On reading about matroids representable over partial fields, one learns about the 6th root of unity partial field, but other even-th root of unity partial fields seem to be absent from the standard repertoire of examples. Why is this? Is the matroid theory boring or not useful for those partial fields? I'd be particularly interested in knowing what is known about matroids over $\{1, -1, i, -i\}$ because it might be useful to me in another problem.
Thanks.
Consider the partial field $P:=\{p\in \mathbb{C}: |p|=1\}$. It is a theorem of Whittle that if a matroid $M$ is representable over $P$, then $M$ is sixth-root of unity.
$P$ contains each $P_k:=\{k^\text{th}\text{ roots}\}$, so all the $k$-root of unity matroids are also sixth-root-of-unity.
To represent $U_{2,4}$ over $P_k$ you need a $p\in P_k$ so that $(1-p)\in P_k$ - which happens only if $k$ is a multiple of $6$. Otherwise, the matroids over $P_k$ are both binary and sixth-root, and hence regular.
If you're looking for a really interesting class extending the sixth-root-of-unity matroids, I can recommend the 'quaternionic unimodular' matroids defined here: https://arxiv.org/abs/1106.3088 They are pretty wild, but they should not be completely unmanageable: they do not contain $U_{2,7}$ if I remember right.
It is a conjecture in that paper that quaternionic unimodular matroids have the half plane property.

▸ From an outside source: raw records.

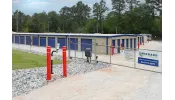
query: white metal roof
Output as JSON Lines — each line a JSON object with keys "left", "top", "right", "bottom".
{"left": 12, "top": 32, "right": 142, "bottom": 37}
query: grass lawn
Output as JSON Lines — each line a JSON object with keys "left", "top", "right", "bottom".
{"left": 12, "top": 49, "right": 65, "bottom": 70}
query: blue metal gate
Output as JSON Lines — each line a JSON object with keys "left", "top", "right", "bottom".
{"left": 117, "top": 39, "right": 120, "bottom": 53}
{"left": 130, "top": 39, "right": 132, "bottom": 49}
{"left": 15, "top": 36, "right": 19, "bottom": 44}
{"left": 33, "top": 36, "right": 39, "bottom": 46}
{"left": 20, "top": 36, "right": 25, "bottom": 44}
{"left": 81, "top": 39, "right": 92, "bottom": 51}
{"left": 58, "top": 38, "right": 66, "bottom": 49}
{"left": 26, "top": 36, "right": 31, "bottom": 45}
{"left": 134, "top": 38, "right": 136, "bottom": 49}
{"left": 40, "top": 37, "right": 46, "bottom": 47}
{"left": 48, "top": 37, "right": 55, "bottom": 48}
{"left": 70, "top": 38, "right": 78, "bottom": 50}
{"left": 126, "top": 39, "right": 129, "bottom": 48}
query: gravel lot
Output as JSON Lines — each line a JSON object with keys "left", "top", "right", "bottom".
{"left": 12, "top": 48, "right": 111, "bottom": 98}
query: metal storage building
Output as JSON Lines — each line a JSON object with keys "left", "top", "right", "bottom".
{"left": 12, "top": 33, "right": 144, "bottom": 54}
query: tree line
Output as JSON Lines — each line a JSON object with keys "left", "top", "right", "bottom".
{"left": 12, "top": 0, "right": 162, "bottom": 38}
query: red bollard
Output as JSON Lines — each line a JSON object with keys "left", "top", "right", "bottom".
{"left": 46, "top": 46, "right": 51, "bottom": 80}
{"left": 62, "top": 46, "right": 67, "bottom": 77}
{"left": 138, "top": 42, "right": 140, "bottom": 50}
{"left": 112, "top": 46, "right": 114, "bottom": 55}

I am not an expert, but I would guess the reason you hear so much about 6th root of unity matroids is because there is the nice result that being a 6th root of unity matroid is equivalent to being representable over $GF(3)$ and $GF(4)$. I suppose if someone can prove a similarly nice theorem for another partial field we will hear more about them. One result which applies to the types of matroids in the question is Corollary 8.2 (b) of Homogeneous multivariate polynomials with the half-plane property by Choe, Oxley, Sokal, and Wagner which states:
Let $M$ be a rank-$r$ matroid on $n$ elements that can be represented over $\mathbb C$ by an $r \times n$ matrix $A$ for which every $r \times r$ subdeterminant is either zero or else of modulus 1. Then $M$ has the half-plane property.
A polynomial has the half plane property if it is nonvanishing on a half plane. A matroid has the half plane property if its basis generating function does. Of course having all minors $n$th roots of unity is stronger so perhaps more can be said, but this at least gives a result which applies to the matroids in the question. Maybe knowing this will help in your literature search.